When 48 states have a combined budget shortfall of $200 billion, you know there is something terribly wrong with their economics. But, according to one reporter, if the United States could focus on building out its alternative energy infrastructure, it could organically address its financial woes while boosting energy infrastructure related exchange-traded funds (ETFs).
According to David Fessler of Investment U, states were able to rely on the American Recovery and Reinvestment Act during 2009 and 2010 to help close budget gaps. But with only $40 billion remaining, states will have to start looking elsewhere. [Nuclear ETFs: Waiting to Exhale.]

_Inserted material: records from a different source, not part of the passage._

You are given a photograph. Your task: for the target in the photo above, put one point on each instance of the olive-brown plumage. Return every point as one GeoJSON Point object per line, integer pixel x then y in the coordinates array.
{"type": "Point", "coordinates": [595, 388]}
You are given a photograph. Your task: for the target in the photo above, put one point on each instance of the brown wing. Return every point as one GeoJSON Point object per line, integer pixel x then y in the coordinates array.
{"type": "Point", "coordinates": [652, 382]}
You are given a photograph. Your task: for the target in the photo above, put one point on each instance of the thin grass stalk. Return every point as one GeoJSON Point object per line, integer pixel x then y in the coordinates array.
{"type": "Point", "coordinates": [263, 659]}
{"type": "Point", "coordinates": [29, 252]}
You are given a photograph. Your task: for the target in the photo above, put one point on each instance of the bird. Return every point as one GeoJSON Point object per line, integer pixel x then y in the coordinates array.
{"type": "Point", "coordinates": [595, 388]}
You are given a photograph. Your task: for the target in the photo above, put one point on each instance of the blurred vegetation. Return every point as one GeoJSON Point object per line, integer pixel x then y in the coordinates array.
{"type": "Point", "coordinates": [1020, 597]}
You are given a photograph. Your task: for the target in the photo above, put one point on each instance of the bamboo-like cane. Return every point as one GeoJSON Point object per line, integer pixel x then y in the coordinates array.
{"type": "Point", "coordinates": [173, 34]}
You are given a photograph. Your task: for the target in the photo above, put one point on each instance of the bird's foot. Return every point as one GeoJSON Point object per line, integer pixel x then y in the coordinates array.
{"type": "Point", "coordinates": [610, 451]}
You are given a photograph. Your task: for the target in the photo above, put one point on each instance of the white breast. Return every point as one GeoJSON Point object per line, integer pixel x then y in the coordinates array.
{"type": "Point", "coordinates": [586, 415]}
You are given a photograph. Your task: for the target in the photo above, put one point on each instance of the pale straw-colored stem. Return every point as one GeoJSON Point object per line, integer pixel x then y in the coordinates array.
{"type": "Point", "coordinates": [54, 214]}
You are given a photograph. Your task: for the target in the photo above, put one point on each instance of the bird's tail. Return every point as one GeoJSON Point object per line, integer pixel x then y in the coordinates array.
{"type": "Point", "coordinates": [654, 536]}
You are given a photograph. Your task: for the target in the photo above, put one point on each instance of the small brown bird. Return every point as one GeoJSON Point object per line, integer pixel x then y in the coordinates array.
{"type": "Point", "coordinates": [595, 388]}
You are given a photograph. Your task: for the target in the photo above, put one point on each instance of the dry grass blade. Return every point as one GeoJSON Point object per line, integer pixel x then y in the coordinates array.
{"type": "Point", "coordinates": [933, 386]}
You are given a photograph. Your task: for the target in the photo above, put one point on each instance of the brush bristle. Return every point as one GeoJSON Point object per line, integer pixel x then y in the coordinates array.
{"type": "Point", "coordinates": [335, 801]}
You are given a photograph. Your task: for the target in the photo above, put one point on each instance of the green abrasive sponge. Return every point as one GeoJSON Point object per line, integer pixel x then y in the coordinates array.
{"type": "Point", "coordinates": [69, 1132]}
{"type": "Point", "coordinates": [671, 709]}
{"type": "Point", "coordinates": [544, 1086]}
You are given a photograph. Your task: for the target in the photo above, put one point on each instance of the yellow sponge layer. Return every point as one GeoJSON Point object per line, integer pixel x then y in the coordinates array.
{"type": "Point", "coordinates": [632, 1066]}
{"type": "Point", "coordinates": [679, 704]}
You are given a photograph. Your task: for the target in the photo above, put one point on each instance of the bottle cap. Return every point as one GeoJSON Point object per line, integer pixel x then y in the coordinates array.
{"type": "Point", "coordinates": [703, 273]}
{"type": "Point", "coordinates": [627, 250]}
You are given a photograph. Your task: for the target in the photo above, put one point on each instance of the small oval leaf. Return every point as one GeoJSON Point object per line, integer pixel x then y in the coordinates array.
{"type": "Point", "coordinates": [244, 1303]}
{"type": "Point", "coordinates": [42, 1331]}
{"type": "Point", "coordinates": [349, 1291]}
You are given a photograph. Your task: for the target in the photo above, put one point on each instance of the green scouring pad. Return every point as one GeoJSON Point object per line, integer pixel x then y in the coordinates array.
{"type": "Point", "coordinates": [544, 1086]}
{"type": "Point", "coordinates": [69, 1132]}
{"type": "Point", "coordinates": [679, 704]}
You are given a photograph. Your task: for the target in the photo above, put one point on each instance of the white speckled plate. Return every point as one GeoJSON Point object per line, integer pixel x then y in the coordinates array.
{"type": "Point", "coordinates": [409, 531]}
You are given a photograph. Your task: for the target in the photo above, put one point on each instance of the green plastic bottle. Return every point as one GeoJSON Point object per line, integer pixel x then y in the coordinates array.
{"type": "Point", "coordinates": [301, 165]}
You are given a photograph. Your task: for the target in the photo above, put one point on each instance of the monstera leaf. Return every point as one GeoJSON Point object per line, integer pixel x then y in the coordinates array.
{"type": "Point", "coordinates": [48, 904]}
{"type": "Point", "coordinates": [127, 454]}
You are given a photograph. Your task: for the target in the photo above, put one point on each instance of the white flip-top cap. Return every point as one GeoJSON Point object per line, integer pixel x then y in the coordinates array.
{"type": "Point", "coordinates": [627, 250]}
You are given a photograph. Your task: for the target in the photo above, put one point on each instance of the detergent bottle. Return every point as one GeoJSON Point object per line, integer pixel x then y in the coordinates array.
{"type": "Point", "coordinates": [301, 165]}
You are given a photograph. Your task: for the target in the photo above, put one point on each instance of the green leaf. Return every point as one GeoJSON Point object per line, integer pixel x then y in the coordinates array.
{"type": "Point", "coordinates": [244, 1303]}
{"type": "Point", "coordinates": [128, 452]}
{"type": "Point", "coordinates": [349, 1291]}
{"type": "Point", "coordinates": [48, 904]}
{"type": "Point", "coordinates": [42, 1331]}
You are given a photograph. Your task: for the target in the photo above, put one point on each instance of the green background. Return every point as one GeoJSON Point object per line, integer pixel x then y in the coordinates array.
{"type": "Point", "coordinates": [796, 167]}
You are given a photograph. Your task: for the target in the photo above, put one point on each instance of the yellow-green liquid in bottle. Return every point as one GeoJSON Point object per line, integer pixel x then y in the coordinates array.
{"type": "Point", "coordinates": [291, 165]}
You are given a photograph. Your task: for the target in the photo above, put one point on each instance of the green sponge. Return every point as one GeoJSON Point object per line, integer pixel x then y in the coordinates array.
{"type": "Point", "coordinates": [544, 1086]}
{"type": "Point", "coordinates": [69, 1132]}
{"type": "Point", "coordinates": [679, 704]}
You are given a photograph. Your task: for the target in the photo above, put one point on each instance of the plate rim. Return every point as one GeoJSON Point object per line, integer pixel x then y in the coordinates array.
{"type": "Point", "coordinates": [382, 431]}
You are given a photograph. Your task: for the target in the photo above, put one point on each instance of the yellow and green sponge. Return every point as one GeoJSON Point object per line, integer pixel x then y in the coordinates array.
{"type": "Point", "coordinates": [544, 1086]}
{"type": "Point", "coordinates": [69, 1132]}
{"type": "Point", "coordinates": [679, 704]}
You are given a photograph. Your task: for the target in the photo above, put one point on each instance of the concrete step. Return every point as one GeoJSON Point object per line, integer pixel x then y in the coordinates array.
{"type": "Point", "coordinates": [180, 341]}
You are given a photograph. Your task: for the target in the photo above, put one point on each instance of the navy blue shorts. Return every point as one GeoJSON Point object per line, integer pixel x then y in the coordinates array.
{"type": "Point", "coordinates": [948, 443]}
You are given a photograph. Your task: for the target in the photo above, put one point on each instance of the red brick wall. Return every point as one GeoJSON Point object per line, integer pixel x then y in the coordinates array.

In addition, the U.S. Senate failed to pass an extension to the Build America Bond program, which is the fastest growing segment of the $2.8 trillion municipal securities market, reports William Selway of Bloomberg. The program provides a 35 percent subsidy on interest cost from the U.S. Treasury.
John Hallacy of Bank of America Merrill Lynch said that failure to pass the bill would dampen investor interest, ultimately making it harder for states to close budget gaps.
On top of all that, states are also suffering from a contraction in state revenue, because of high unemployment throughout the United States. Not to mention, the unemployed continue to receive benefits that drain state coffers. [Solar ETFs: Is Now the Time?]
With a budget gap of $19 billion, California may be the epitome of the financial mess some states find themselves. But incredibly, “it still has no viable budget framework from which to operate.”